Running Scripts with Scala and PySpark

Assuming we would like to deploy a simple PySpark script job.py in the local folder, we can first copy the script to an S3 bucket:

$ awslocal s3 mb s3://glue-test
$ awslocal s3 cp job.py s3://glue-test/job.py

Next, we can create a job definition:

$ awslocal glue create-job --name job1 --role r1 \
  --command '{"Name": "pythonshell", "ScriptLocation": "s3://glue-test/job.py"}'
… and finally start the job:
$ awslocal glue start-job-run --job-name job1
{
    "JobRunId": "733b76d0"
}
The returned JobRunId can be used to query the status job the job execution, until it becomes SUCCEEDED:
$ awslocal glue get-job-run --job-name job1 --run-id 733b76d0
{
    "JobRun": {
        "Id": "733b76d0",
        "Attempt": 1,
        "JobRunState": "SUCCEEDED"
    }
}

For a more detailed example illustrating how to run a local Glue PySpark job, please refer to this sample repository.
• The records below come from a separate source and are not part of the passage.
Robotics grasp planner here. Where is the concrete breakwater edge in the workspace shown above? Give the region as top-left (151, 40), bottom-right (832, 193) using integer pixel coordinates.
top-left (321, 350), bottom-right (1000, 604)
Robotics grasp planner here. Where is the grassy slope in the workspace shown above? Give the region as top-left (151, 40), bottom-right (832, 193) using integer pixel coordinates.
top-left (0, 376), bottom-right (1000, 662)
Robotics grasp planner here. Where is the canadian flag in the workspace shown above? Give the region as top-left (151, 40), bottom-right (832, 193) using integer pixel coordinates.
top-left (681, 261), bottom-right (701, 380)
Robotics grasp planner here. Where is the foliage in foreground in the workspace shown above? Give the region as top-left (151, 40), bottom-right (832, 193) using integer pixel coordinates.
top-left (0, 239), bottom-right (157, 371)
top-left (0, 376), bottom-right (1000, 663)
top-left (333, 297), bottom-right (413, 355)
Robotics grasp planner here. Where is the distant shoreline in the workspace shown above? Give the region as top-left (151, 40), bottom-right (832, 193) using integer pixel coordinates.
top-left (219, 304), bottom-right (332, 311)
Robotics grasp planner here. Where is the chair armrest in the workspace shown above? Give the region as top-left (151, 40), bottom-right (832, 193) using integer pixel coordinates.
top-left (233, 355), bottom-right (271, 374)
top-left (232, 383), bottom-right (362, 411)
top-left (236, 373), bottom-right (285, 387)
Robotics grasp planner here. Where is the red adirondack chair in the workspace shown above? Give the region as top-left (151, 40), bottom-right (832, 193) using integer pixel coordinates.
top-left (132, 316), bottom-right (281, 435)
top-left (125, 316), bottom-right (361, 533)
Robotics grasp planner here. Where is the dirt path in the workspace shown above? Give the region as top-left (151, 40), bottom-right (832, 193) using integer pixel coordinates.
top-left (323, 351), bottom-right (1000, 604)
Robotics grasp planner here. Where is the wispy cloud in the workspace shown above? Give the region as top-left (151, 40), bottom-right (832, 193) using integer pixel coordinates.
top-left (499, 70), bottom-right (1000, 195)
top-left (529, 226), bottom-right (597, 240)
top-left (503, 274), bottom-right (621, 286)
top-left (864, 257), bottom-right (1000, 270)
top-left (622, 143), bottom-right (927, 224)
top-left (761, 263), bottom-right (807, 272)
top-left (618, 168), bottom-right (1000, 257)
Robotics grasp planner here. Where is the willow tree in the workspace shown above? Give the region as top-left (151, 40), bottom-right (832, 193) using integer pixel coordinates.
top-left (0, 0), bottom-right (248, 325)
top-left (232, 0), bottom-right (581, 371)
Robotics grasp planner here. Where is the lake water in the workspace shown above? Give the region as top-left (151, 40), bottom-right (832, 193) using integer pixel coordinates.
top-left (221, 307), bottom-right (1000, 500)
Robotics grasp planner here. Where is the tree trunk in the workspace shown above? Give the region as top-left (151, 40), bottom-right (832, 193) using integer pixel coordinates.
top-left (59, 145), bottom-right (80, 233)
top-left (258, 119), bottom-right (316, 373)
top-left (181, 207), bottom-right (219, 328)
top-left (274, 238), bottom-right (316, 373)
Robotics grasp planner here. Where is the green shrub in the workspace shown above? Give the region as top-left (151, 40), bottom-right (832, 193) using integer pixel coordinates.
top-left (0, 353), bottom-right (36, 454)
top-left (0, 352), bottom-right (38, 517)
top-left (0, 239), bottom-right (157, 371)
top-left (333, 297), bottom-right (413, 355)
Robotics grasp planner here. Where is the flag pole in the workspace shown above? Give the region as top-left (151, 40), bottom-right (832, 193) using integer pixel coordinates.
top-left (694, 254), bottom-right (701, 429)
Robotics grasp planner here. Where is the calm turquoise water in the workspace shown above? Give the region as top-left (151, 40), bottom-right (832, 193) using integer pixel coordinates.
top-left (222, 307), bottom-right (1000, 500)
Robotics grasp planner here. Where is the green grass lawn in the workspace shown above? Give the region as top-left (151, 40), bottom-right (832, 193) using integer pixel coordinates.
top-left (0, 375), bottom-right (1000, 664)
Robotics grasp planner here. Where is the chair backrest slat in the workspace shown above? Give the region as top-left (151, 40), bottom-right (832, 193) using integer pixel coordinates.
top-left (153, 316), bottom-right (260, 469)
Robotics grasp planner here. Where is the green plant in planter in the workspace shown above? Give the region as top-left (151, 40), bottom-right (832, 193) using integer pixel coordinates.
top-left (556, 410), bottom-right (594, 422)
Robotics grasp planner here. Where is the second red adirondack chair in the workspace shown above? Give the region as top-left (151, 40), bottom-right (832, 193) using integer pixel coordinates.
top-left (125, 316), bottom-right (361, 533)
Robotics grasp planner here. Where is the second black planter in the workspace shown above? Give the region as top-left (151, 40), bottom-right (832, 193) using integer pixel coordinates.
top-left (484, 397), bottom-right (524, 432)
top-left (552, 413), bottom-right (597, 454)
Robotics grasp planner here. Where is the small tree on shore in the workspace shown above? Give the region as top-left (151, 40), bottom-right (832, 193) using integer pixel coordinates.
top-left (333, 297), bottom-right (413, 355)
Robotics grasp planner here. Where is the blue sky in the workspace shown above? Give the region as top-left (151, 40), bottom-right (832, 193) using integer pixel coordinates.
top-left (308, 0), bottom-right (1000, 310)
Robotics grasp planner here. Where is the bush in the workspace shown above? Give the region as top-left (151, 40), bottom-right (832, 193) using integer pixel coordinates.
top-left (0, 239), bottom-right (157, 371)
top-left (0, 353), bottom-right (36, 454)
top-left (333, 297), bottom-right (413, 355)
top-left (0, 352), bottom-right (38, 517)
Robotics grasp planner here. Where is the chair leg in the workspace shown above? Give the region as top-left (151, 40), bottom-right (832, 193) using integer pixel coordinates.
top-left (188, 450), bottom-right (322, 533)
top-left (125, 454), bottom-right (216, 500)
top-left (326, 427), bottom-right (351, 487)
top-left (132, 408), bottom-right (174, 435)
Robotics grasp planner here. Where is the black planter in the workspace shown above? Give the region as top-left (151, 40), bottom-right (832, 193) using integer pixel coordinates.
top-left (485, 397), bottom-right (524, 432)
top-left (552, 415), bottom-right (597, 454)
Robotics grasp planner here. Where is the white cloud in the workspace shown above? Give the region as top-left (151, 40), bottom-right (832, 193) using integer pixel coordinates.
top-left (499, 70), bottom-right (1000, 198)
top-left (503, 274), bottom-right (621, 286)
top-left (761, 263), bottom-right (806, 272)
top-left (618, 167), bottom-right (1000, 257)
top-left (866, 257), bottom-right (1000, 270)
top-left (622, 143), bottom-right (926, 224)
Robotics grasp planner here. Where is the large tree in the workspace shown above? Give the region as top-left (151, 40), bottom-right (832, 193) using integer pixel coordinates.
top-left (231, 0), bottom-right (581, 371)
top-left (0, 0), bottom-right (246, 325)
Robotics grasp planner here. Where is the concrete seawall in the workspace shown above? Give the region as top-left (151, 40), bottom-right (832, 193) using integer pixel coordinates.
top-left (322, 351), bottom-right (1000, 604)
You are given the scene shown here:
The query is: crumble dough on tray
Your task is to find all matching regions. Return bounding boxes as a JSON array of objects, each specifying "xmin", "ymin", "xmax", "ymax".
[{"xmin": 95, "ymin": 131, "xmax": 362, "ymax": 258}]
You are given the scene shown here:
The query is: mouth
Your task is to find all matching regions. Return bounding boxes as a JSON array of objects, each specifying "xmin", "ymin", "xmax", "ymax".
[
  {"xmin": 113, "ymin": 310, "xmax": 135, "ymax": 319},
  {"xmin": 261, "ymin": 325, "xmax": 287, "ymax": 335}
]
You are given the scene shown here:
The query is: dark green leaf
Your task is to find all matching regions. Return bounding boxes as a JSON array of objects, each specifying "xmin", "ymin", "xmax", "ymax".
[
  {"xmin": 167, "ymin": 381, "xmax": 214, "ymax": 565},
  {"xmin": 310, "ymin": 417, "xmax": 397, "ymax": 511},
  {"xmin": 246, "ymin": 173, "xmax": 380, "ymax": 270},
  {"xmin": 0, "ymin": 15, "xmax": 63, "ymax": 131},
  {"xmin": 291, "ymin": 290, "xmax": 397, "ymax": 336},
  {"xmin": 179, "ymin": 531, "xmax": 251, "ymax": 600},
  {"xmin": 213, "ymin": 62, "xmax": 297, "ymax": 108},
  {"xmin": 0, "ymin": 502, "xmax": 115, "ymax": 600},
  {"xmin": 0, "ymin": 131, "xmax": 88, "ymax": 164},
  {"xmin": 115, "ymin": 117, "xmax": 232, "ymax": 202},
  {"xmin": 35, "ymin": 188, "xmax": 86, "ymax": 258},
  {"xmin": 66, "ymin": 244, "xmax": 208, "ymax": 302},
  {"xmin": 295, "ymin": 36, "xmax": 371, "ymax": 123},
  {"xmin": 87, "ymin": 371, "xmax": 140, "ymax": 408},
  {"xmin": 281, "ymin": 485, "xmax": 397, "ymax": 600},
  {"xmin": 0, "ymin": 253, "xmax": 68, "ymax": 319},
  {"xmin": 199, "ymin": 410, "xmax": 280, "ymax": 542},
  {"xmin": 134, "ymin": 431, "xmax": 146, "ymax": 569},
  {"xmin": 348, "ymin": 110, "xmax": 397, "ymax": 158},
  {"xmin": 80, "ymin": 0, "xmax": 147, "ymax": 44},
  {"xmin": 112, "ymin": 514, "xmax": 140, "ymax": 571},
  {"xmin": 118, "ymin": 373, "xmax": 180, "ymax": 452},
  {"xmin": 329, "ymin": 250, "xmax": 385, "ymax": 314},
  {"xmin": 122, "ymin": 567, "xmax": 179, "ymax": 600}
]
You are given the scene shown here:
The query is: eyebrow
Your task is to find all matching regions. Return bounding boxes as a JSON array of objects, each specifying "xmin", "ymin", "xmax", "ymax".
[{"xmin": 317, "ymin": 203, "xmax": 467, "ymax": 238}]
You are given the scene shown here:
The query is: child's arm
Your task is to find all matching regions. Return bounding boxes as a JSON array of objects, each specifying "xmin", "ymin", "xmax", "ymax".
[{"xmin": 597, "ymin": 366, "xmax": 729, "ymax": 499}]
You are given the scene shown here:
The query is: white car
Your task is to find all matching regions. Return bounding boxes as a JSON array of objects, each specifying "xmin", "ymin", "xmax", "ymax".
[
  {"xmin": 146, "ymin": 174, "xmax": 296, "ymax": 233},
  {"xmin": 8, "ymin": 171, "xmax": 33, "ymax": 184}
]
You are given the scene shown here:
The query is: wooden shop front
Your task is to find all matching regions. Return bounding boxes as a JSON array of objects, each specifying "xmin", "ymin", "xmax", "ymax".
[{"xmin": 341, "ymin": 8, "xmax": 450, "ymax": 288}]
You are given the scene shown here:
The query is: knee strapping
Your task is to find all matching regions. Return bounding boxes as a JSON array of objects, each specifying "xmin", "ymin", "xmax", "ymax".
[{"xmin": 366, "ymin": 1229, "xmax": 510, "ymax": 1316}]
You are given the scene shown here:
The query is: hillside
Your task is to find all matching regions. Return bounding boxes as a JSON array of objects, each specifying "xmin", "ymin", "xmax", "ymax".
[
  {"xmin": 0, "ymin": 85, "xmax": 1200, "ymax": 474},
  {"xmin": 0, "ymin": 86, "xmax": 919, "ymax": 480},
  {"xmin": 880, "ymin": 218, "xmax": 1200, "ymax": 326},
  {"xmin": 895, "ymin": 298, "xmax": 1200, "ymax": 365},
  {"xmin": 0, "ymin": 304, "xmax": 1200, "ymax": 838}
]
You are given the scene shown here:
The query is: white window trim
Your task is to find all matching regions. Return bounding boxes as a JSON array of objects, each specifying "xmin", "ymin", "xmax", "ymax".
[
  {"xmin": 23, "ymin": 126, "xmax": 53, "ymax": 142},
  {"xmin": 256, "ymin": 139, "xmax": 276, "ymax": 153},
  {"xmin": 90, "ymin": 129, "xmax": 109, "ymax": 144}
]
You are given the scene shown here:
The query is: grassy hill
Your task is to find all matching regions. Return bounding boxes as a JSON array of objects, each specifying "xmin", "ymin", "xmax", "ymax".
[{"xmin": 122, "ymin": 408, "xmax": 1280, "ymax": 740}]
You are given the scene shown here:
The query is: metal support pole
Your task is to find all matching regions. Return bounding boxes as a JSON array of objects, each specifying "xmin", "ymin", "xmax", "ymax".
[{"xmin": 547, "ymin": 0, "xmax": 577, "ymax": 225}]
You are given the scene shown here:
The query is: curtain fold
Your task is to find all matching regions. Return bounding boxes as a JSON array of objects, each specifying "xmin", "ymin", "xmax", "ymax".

Importing Athena Tables into Glue Data Catalog

The Glue data catalog is integrated with Athena, and the database/table definitions can be imported via the import-catalog-to-glue API.

Assume you are running the following Athena queries to create databases and table definitions:

CREATE DATABASE db2
CREATE EXTERNAL TABLE db2.table1 (a1 Date, a2 STRING, a3 INT) LOCATION 's3://test/table1'
CREATE EXTERNAL TABLE db2.table2 (a1 Date, a2 STRING, a3 INT) LOCATION 's3://test/table2'

Then this command will import these DB/table definitions into the Glue data catalog:

$ awslocal glue import-catalog-to-glue

… and finally they will be available in Glue:

$ awslocal glue get-databases
{
    "DatabaseList": [
        ...
        {
            "Name": "db2",
            "Description": "Database db2 imported from Athena",
            "TargetDatabase": {
                "CatalogId": "000000000000",
                "DatabaseName": "db2"
            }
        }
    ]
}
$ awslocal glue get-tables --database-name db2
{
    "TableList": [
        {
            "Name": "table1",
            "DatabaseName": "db2",
            "Description": "Table db2.table1 imported from Athena",
            "CreateTime": ...
        },
        {
            "Name": "table2",
            "DatabaseName": "db2",
            "Description": "Table db2.table2 imported from Athena",
            "CreateTime": ...
        }
    ]
}

Further Reading

The AWS Glue API is a fairly comprehensive service - more details can be found in the official AWS Glue Developer Guide.

Current Limitations

Support for crawlers and triggers is currently limited - the basic API endpoints are implemented, but starting a crawler process is currently still under development (more details coming soon).